L’ossidazione della materia diviene, in tale ottica, occasione di riscatto dell’essere, possibilità di ricrearsi incessantemente, di recuperare quella spiritualità del “tempo e del mestiere di vivere” usurpata, offesa, vilipesa dal relativismo dilagante dell’odierna società,generatore di un “male oscuro”: il male della solitudine, della incomunicabilità di esseri sempre più chiusi e votati a formare una immensa folla solitaria, dissolta, incerta, deambulante in un clima sociale sempre più liquido, privo di valori e solide certezze. Il materiale di recupero per Deli non assolve solo alla semplice funzione riutilizzatrice; la sua visione non si limita alla polemica ecologica o alle citazioni che spaziano dal New Dada alla Pop Art o al Materismo Informale; essa è una visione “oltre”, tesa a proporre una rinascita umana fondata sulla liberazione dell’uomo in grado di uscire, appunto, dal suo stato di solitudine.
L’operazione estetica di Deli vuole riconsegnare all’essere umano la responsabilità ed il piacere della riflessione, dell’ascolto di se stesso e la capacità di percepire che l’uomo non è un ente gettato nell’esistenza, ma per volere di un’armonia sacrale, divina, è progettato per l’esistenza.

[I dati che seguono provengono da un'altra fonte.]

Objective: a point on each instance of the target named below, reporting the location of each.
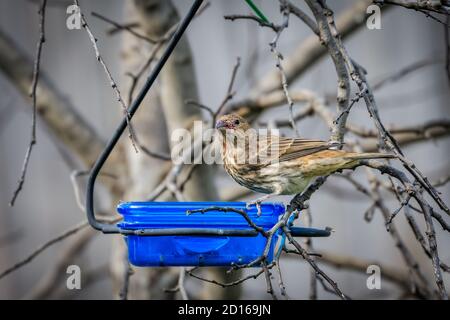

Il suo tempo, pertanto, come afferma Arnold Hauser in un riferimento alla visione di Bergson: “non è più principio di dissoluzione e distruzione, l’elemento in cui le idee perdono il loro valore,la vita e lo spirito la loro sostanza, ma anzi è la forma in cui noi diventiamo padroni e consci del nostro essere spirituali.” Essere progettati per esistere e vivere un tempo antitetico alla dissolvenza!
E’ questo il fondamento polemico e pervaso di speranza alla base degli ultimi lavori di Deli: mitra realizzati con oggetti di recupero, oggetti trovati come le semplici serrature trasformate in ironica caricatura di un caricatore di arma!
Deli esalta metaforicamente la riutilizzazione dell’oggetto povero per dirci di guerre combattute tra poveri e gestite da ricchi;gli viene naturale dirlo con il mezzo efficace della scultura dinnanzi all’ultima delle guerre,quella di Libia, lo scatolone di sabbia dove,come dice Giorgio Bocca: “non c’è nemmeno la bella Elena”. Una guerra incomprensibile,come tutte le guerre,o forse comprensibile ,afferma sempre Bocca, solo per: “la fame di energia di Francesi ed Inglesi, la voglia di mettersi alla prova dei generali e il business della ricostruzione”.
L’azione dell’artista è vitale e propositiva poiché combatte quella angosciante atmosfera sintetizzata poeticamente da Quasimodo per cui: “Ognuno sta solo sul cuore della terra trafitto da un raggio di sole: ed è subito sera” o ci riporta a quanto Seneca dice a Lucilio: “Et si volueris attendere,maxima pars vitae elabitur male agentibus, magna nihil agentibus, tota vita aliud agentibus.”….”Prova a pensarci, gran parte della vita ci scappa via mentre agiamo in modo sbagliato, la maggior parte mentre stiamo senza far niente e l’intera esistenza trascorre in occupazioni inutili e che non ci riguardano veramente”.